85% minyak yang tidak termasuk FTP adalah minyak yang hasil penjualannya (revenue) digunakan pemerintah untuk membayar kewajiban cost recovery kepada kontraktor dan juga sebagai keuntungan (equity). Equity adalah Revenue (di luar FTP) dikurangi Cost Recovery. Equity – seperti halnya FTP – kemudian dibagi berdasarkan persen bagi hasil yang sama. Sehingga secara keseluruhan, rasio bagi hasil untuk produksi minyak Indonesia saat ini adalah 85:15.
COST RECOVERY merupakan jumlah total dari biaya operasional non-kapital, depresiasi dari investasi kapital, dan biaya-biaya yang belum ter¬-recover dari tahun sebelumnya. Biaya yang harus diganti oleh pemerintah seringkali diekivalenkan dengan jumlah minyak sesuai dengan harga minyak dunia saat itu. Sebagai contoh, jika cost recovery untuk produksi minyak pada tahun 2006 adalah US$ 5.9 Juta dengan harga minyak adalah US$ 64,28/ barrel, maka jumlah cost recovery yang terbebankan pada pemerintah Indonesia ekivalen dengan 92 Juta barrel/ tahun (BPY) atau ~252,000 barrel/ hari (BPD). Jumlah ekivalen BPD untuk membayar cost recovery kemudian disebut dengan cost oil. Hak cost recovery kontraktor akan dibayar tunai oleh pemerintah sehingga pemerintah tetap memiliki hak pemasaran cost oil. BPMIGAS setiap tahunnya menetapkan target bahwa revenue/ cost recovery ratio harus tetap di atas 400%.

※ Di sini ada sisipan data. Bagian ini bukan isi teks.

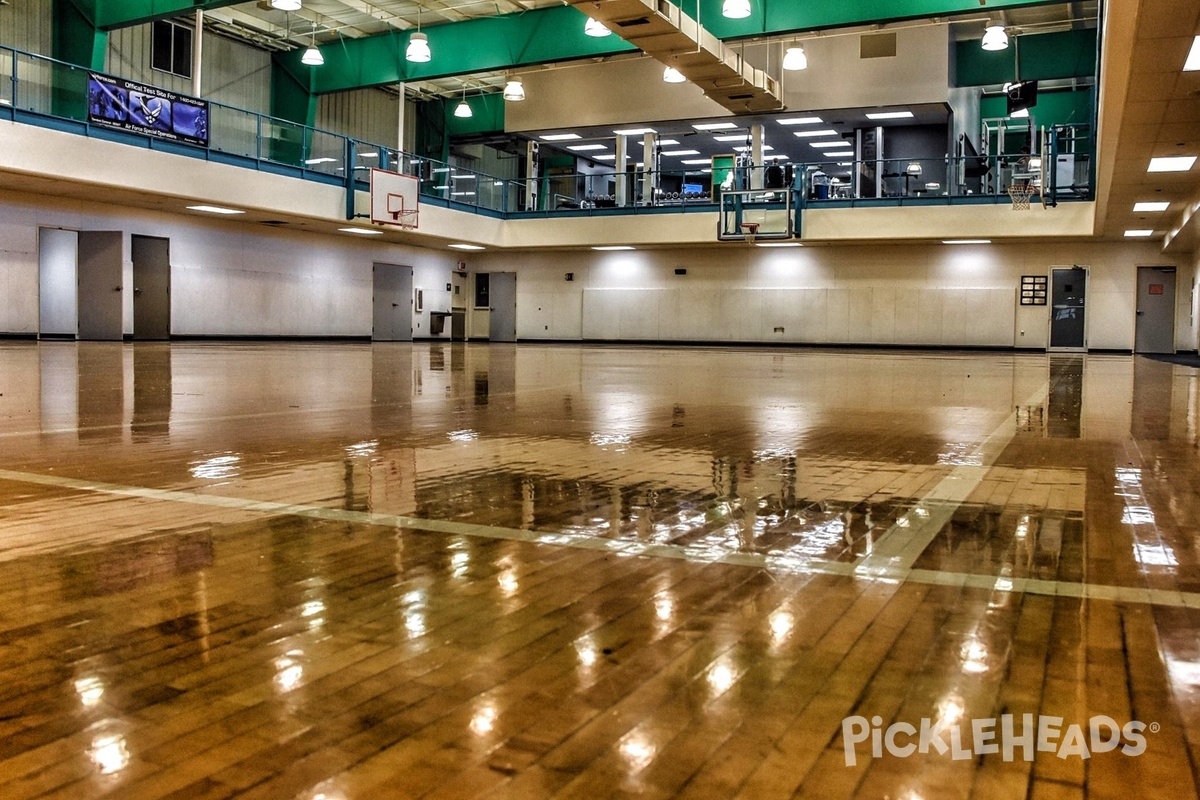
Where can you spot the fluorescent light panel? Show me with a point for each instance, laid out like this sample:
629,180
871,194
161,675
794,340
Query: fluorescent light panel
1171,163
214,209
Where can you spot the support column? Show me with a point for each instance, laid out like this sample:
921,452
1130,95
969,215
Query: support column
619,166
649,169
198,54
756,167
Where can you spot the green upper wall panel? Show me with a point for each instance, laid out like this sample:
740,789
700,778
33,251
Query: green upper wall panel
481,44
1043,56
556,34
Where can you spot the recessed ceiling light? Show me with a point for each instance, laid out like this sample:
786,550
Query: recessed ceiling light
214,209
1193,61
1171,163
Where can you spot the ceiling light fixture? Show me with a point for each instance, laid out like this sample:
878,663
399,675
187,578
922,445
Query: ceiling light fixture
795,59
1171,163
736,8
595,28
1193,62
994,37
514,90
418,49
462,109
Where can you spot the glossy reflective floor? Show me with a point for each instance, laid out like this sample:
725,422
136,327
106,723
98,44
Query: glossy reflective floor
546,571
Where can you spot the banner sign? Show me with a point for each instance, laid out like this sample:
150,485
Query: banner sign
135,107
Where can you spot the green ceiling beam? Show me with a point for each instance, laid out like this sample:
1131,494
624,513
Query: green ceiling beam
504,42
109,14
556,34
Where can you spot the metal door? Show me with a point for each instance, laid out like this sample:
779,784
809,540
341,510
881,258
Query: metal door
1068,293
100,282
151,287
1155,331
393,304
503,319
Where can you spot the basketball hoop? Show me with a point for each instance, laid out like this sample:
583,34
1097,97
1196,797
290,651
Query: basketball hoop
1020,193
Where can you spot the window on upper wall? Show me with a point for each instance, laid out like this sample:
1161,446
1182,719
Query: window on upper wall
481,290
171,48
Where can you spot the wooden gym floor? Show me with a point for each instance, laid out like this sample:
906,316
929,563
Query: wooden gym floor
335,571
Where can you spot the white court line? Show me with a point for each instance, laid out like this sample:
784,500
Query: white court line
777,563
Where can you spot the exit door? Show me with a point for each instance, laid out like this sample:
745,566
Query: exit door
151,287
393,316
1068,294
99,284
503,320
1155,330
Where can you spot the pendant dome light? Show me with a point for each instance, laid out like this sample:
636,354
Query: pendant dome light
796,59
514,90
994,37
463,109
418,49
736,8
595,28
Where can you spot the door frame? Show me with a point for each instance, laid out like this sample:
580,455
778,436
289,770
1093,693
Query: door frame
1137,298
1087,318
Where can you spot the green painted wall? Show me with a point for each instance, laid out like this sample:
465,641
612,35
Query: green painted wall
1043,56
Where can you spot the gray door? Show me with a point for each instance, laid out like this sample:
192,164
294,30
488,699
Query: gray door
151,287
1156,310
393,319
503,295
100,283
1068,293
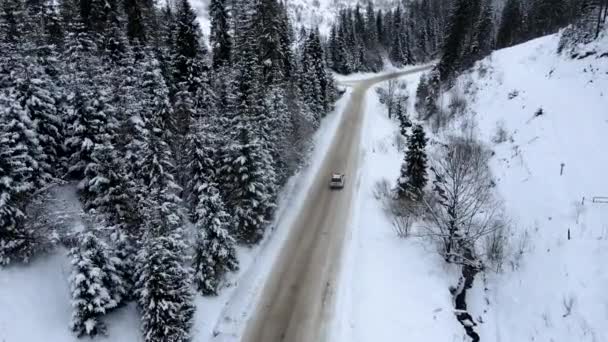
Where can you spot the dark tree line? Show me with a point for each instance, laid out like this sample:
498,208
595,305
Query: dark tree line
361,38
126,100
473,31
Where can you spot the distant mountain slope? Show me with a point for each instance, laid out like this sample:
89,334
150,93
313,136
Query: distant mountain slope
549,166
304,13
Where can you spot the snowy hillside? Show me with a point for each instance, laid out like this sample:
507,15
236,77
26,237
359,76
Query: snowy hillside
549,168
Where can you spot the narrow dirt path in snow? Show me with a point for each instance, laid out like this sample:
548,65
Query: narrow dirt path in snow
297,299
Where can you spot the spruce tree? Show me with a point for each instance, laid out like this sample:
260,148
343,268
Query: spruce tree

PADA DASARNYA KONTRAKTOR PRODUKSI MIGAS TIDAK MEMBAYAR PAJAK SECARA EKSPLISIT KEPADA PEMERINTAH. Pajak kemudian dibebankan kepada porsi equity pemerintah, sehingga dari BAGIAN KEUNTUNGAN PEMERINTAH, sejumlah tertentu seolah-olah “dikembalikan” kepada kontraktor untuk membayar pajak. Sebagai ilustrasi dengan asumsi % bagi hasil untuk kontraktor dan pajak penghasilan untuk produksi MIGAS adalah 15% dan 50%, maka % bagi hasil untuk kontraktor sebelum dipotong pajak adalah (15%/(100%-44%) = 27% (Partowidagdo, 2012). Berarti 27% DARI PRODUKSI MINYAK INDONESIA MERUPAKAN HAK DARI KONTRAKTOR, belum termasuk pajak. Dari 27% tersebut, kontraktor dikenakan kewajiban untuk memasarkan 25%-nya kepada pasar domestik - DMO (secara kasar seperti dikembalikan ke pemerintah), sedangkan 75% sisanya merupakan hak pemasaran penuh kontraktor (umumnya di-ekspor). Sehingga jika dijumlahkan secara keseluruhan, dari 900,000 BPD produksi minyak Indonesia, 21%-NYA MERUPAKAN HAK PEMASARAN KONTRAKTOR (UMUMNYA DIEKSPOR) DAN 79% SISANYA ADALAH HAK PEMASARAN PEMERINTAH. Adapun seperti yang telah dijelaskan sebelumnya, jika ditinjau dari segi profit, maka 15% dari keuntungan penjualan minyak adalah hak kontraktor, dan sisanya adalah hak pemerintah. Dari 79% hak pemasaran pemerintah (716,000 BPD), hanya 600,000 BPD YANG DAPAT DIGUNAKAN SEBAGAI SUPLAI MINYAK MENTAH UNTUK KILANG NASIONAL dengan alasan ketidak-cocokan dengan spesifikasi kilang, sehingga > 100,000 BPD sisanya harus diekspor. Sebagian besar ketidak cocokan tersebut disebubkan oleh keberadaan merkuri (Hg) dalam minyak tersebut. Skema aliran minyak bumi yang diproduksi di Indonesia dapat dilihat pada gambar.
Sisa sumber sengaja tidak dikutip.